Scott Walker will not make it to the quarterfinals. He enjoyed a little attention as a sort of dark horse/white hope for a bit. But what we have seen is that every time he opens his mouth, something comes out that make his backers want to weep a little. He’s not ready for big questions at all. Look at this hot mess he produced when asked about our relationship with Pakistan…I won’t make you watch:
In advance of his foreign policy address in South Carolina, Gov. Scott Walker was asked Friday morning about U.S.-Pakistan relations.
“Well, I think anywhere in the world we need to be better.
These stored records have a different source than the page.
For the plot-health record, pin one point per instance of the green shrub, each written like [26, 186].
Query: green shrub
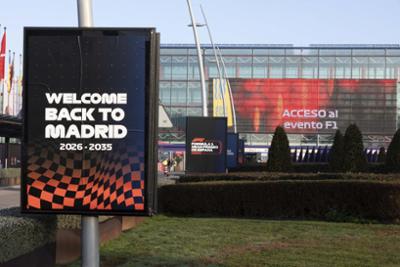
[279, 152]
[354, 157]
[393, 154]
[336, 154]
[382, 155]
[21, 234]
[275, 176]
[369, 200]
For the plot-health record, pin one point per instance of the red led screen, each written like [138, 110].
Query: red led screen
[315, 105]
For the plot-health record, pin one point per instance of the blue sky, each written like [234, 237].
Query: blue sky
[252, 21]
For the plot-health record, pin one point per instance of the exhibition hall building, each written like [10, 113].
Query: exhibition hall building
[311, 91]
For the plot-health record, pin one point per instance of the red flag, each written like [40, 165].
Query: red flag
[2, 56]
[10, 72]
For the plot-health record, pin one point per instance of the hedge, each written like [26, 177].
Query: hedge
[371, 200]
[274, 176]
[309, 167]
[21, 234]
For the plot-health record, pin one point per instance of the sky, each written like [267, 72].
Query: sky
[231, 22]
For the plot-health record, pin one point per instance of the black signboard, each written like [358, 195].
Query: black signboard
[206, 144]
[89, 106]
[232, 150]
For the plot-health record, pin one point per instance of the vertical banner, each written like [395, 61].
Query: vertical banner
[90, 120]
[241, 151]
[206, 139]
[232, 150]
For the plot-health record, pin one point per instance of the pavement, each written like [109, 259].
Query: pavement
[9, 197]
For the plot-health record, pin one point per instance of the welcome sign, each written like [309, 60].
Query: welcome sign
[90, 106]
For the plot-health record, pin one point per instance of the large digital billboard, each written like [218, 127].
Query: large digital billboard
[309, 105]
[206, 144]
[90, 104]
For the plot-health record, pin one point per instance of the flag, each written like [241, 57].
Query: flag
[19, 79]
[10, 73]
[2, 56]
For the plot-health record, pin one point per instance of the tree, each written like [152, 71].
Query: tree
[279, 152]
[392, 163]
[382, 155]
[336, 155]
[354, 157]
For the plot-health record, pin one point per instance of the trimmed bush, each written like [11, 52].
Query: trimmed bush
[336, 155]
[381, 155]
[354, 157]
[21, 234]
[393, 154]
[275, 176]
[279, 152]
[369, 200]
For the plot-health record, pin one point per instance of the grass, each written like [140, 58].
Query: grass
[172, 241]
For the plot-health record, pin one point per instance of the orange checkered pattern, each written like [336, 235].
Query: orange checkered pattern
[62, 180]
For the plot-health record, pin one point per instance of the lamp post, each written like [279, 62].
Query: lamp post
[90, 224]
[216, 60]
[200, 60]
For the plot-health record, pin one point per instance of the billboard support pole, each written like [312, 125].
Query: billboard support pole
[90, 224]
[200, 59]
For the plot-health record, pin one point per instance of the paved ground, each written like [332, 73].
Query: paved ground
[9, 197]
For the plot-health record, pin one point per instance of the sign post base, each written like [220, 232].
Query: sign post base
[90, 241]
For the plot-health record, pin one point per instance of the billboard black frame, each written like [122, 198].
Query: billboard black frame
[151, 121]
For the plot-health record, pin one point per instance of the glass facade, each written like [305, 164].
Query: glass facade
[180, 91]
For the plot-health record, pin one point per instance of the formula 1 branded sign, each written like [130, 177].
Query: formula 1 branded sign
[202, 146]
[89, 121]
[206, 144]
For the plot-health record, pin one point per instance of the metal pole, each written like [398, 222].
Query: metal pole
[90, 224]
[222, 88]
[85, 18]
[200, 59]
[230, 91]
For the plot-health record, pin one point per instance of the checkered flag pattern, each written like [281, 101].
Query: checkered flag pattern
[62, 180]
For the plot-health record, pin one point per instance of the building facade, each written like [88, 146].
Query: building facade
[311, 91]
We obviously have challenges all throughout the world,” Walker replied. “Heck, we even have challenges with a relationship with Israel, which is obviously one of our greatest allies out there. But we have ongoing challenges in Pakistan and Afghanistan, around the world. Again, it’s one of those where strength begets strength, confidence begets confidence.”
“I think you look both in terms of Pakistan and Afghanistan, you look at — we talk all the time about ISIS and Al Qaeda. We still have ongoing concerns about the Taliban and their ability to regain strength,” Walker said. “That has a relationship between both Pakistan and Afghanistan. We need to make sure that any form, any form of radical Islamic terrorism that’s targeted at us or allies is one that we stand firm on. And those are still lingering problems, even in that part of the world.”
One is reminded of this:
Political toast.
But he’s topped himself and I feel just the slightest bit sorry for him when he (in)articulated this:
The Wisconsin governor was asked whether he wanted to build a wall on the northern border, too, during an interview Sunday on NBC’s “Meet the Press.”
Walker says law enforcement officials in New Hampshire brought up the topic of building a wall along the U.S.-Canadian border during a recent town hall meeting. He says they raised some legitimate concerns, so it’s a “legitimate issue for us to look at.”
The poor fucker either had to square the circle or come up with a decent reason why we don’t need a fence on the Canadian border without sounding like a racist asshole. “No Chuck, we’re just worried about the brown ones down south.” So he had to say that it interested him.
I’ll miss Scott, because he is almost as fun to mock as Ben Carson. Keep serving them up, cons, and we’ll break them.